We have seen many apparel retailers posting great results in tough economic situations. One of them was lifestyle retailer, Ralph Lauren (RL, Financial), which performed really well indicating that the industry has been recovering recently even after getting hit by cost inflation. But not all retailers can survive such headwinds, G-III Apparel (GIII, Financial) being one of them. The company, which manufactures a range of apparel for women as well as accessories, posted its results, beating the Street’s top line expectations. Let’s take a closer look.

The performance

Its top line for the quarter jumped 21.5% from last year, and its earnings improved 35%. If we dig deeper into the revenue, we find that G-III actually did well on this front since it witnessed strong growth in its retail segment driven by higher comparable store sales and higher volumes. The wholesale licensed business segment was the star performer for the company this quarter, surging 22.7% over year ago quarter.

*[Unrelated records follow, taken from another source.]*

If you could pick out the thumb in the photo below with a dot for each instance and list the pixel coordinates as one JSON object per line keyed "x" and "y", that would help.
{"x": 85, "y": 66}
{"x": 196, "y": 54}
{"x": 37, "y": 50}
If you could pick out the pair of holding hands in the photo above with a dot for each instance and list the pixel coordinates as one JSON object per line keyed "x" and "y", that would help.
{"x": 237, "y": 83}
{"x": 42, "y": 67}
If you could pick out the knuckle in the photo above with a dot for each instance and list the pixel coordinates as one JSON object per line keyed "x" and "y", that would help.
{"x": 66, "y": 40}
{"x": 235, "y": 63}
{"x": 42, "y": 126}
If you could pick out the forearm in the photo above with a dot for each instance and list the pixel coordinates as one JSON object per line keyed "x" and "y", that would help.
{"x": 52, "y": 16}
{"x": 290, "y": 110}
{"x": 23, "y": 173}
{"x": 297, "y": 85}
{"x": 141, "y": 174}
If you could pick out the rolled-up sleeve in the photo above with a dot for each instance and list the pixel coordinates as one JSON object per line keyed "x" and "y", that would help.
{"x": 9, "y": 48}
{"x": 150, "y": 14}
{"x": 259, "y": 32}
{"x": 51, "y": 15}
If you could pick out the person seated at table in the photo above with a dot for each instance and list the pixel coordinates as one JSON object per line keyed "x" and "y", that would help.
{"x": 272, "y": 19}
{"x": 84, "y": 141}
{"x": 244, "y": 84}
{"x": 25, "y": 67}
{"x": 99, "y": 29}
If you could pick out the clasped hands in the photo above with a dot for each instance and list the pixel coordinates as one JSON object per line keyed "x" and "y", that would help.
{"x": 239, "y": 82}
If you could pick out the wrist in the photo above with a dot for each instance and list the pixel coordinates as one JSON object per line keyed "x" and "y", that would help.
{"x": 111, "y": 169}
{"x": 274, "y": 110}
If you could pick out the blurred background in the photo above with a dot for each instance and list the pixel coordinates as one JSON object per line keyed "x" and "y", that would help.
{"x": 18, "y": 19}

This segment licenses established brands such as PVH Corp’s (PVH, Financial) Tommy Hilfiger and Calvin Klein, which attracted customers to its stores. The introduction of new dress lines and improved demand for brands such as Calvin Klein and Jessica Simpson helped the apparel licensed segment boost investor confidence in the company. The retailer wants to further increase stores during the year and is also planning to expand to China and Hong Kong.

Some concerns to watch

When most of the apparel retailers are trying to fight rising input costs with cotton costs giving them the hardest hit, GIII’s bottom line improved due to strong sales during the quarter. But, both selling and general expenses and cost of manufacturing the products moved north, which is not good news for the company. However, the most interesting part is that the company has maintained its outlook for the year of earnings of $4.33 per share. The outerwear retailer expects the costs to decline, leading to an increase in the profit in the long run.

Conclusion

The company looks strong and has been performing well. It has strong brands licensed in its kitty and has plans to expand its retail presence by opening more stores in the year. But with high material costs throwing its bottom line in jeopardy, investors might just be skeptical about the company’s prospects. But, on the whole, the company has been doing well, and investors should definitely consider investing in its for the long run.